Freud (1919/1980a) também afirma que a fantasia surge em análise como um relato hesitante e acompanhado de vergonha e culpa, mobilizando resistência. Esse relato remete a uma cena difusa – ele não diz fato difuso – que teria se passado na primeira infância (muito cedo) e que tem um efeito traumático sobre o sujeito.

Não devemos pensar, entretanto, que a cena da fantasia necessariamente remeta a um conteúdo extremamente impressionante do ponto de vista do imaginário. Pelo contrário, Freud nos fala da fixação do sujeito a impressões corriqueiras e não excitantes para outras pessoas. Ao tentar recuperar em análise o seu surgimento, traça-se tão somente uma sequência de conexão casual que só pode interessar a um único sujeito. Vemos então que a fantasia que interessa à psicanálise não é da ordem do universal, mas sim do particular.

Stefan Zweig inicia sua novela 24 Horas na Vida de uma Mulher, pela qual Freud tinha uma predileção, abordando justamente isso, de uma maneira que só a literatura pode alcançar:

A maior parte das pessoas tem a fantasia embotada.
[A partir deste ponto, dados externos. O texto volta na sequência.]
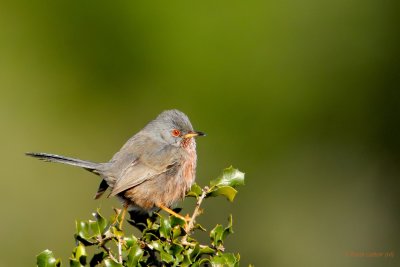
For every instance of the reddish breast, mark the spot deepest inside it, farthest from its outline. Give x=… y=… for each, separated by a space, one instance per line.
x=189 y=165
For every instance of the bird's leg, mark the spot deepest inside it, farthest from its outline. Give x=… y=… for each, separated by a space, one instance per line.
x=124 y=210
x=185 y=219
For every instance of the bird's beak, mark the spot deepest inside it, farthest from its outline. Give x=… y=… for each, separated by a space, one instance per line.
x=193 y=134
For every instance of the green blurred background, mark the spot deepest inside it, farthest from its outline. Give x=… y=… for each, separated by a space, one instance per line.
x=303 y=96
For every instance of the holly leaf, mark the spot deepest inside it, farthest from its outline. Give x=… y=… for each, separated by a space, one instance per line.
x=227 y=259
x=112 y=263
x=227 y=191
x=135 y=255
x=195 y=191
x=47 y=259
x=230 y=176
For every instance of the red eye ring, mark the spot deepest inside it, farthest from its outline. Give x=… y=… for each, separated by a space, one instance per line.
x=176 y=133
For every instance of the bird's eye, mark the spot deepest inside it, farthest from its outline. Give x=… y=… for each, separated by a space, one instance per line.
x=176 y=133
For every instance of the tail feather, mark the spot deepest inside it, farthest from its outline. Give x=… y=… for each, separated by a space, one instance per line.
x=90 y=166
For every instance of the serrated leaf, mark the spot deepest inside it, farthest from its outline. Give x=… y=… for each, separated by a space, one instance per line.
x=176 y=221
x=216 y=235
x=79 y=254
x=134 y=256
x=227 y=259
x=166 y=257
x=176 y=232
x=206 y=250
x=130 y=241
x=227 y=191
x=112 y=263
x=230 y=177
x=75 y=263
x=82 y=229
x=99 y=225
x=47 y=259
x=97 y=258
x=165 y=227
x=195 y=191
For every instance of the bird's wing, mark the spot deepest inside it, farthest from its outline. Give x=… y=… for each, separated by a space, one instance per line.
x=146 y=167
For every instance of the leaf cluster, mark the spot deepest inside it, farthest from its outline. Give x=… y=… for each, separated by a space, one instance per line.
x=164 y=241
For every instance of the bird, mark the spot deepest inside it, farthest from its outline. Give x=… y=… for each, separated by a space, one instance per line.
x=153 y=170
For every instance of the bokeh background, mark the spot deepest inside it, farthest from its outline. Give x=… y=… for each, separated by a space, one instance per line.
x=303 y=96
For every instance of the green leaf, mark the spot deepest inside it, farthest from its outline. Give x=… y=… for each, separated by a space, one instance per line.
x=195 y=191
x=134 y=256
x=47 y=259
x=75 y=263
x=111 y=263
x=130 y=241
x=97 y=258
x=165 y=227
x=227 y=191
x=79 y=256
x=166 y=257
x=82 y=229
x=227 y=259
x=99 y=225
x=176 y=232
x=230 y=177
x=176 y=221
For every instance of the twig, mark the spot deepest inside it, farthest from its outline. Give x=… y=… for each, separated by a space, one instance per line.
x=119 y=250
x=196 y=213
x=108 y=252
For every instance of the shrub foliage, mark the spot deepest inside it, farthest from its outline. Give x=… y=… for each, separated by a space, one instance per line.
x=164 y=241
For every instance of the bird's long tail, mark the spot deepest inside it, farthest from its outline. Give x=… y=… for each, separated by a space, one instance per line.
x=90 y=166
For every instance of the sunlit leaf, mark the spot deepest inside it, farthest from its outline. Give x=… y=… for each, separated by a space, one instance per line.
x=230 y=176
x=112 y=263
x=134 y=256
x=47 y=259
x=97 y=258
x=166 y=257
x=195 y=191
x=223 y=260
x=227 y=191
x=165 y=228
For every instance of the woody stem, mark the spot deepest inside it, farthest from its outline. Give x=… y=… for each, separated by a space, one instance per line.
x=196 y=213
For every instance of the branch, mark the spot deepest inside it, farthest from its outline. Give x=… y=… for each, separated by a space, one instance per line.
x=197 y=211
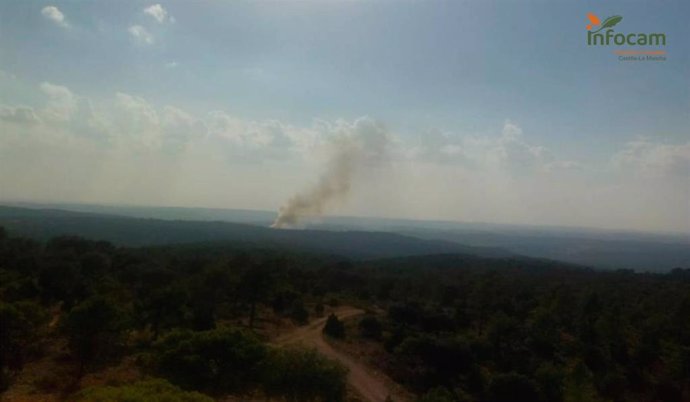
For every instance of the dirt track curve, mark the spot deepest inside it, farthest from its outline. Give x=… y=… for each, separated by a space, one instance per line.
x=372 y=387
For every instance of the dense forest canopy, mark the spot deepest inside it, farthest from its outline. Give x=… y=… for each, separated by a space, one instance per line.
x=447 y=327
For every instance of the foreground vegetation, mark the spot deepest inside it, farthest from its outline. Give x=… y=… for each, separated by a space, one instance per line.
x=448 y=328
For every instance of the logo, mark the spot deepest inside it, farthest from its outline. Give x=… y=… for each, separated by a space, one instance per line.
x=603 y=34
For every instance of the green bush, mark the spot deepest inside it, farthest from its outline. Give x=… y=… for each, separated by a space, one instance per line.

O que não as toca diretamente, o que não atinge duramente seus sentidos com sua ponta afiada quase não as excita. Mas se acontece diante de seus olhos, bem perto da sua emoção, ainda que seja algo insignificante, logo desencadeia nelas uma paixão desmedida. (Zweig, 2007, p. 11)

Notamos que nessa instalação da neurose, de poli a uno, o sujeito encontra uma forma fixa de obter prazer autoerótico, apesar de adentrar ao amor objetal a partir do Édipo. Isso lhe permite a construção de uma unificação imaginária, pois no amor objetal as pulsões parciais aparentam uma unidade, que Freud (1917/1980) nomeia como pulsão genital. Mas, essa fixação também confere ao sujeito uma unicidade, pois esse traço de perversão, só acessível na fantasia, rege o posicionamento do sujeito em todas as suas relações interpessoais, nas quais ele repete o que Freud (1921/1980) chama de clichê estereotípico: a sua forma particular de se conduzir na vida erótica. Trata-se, então, de uma marca desse sujeito, daquilo que o singulariza.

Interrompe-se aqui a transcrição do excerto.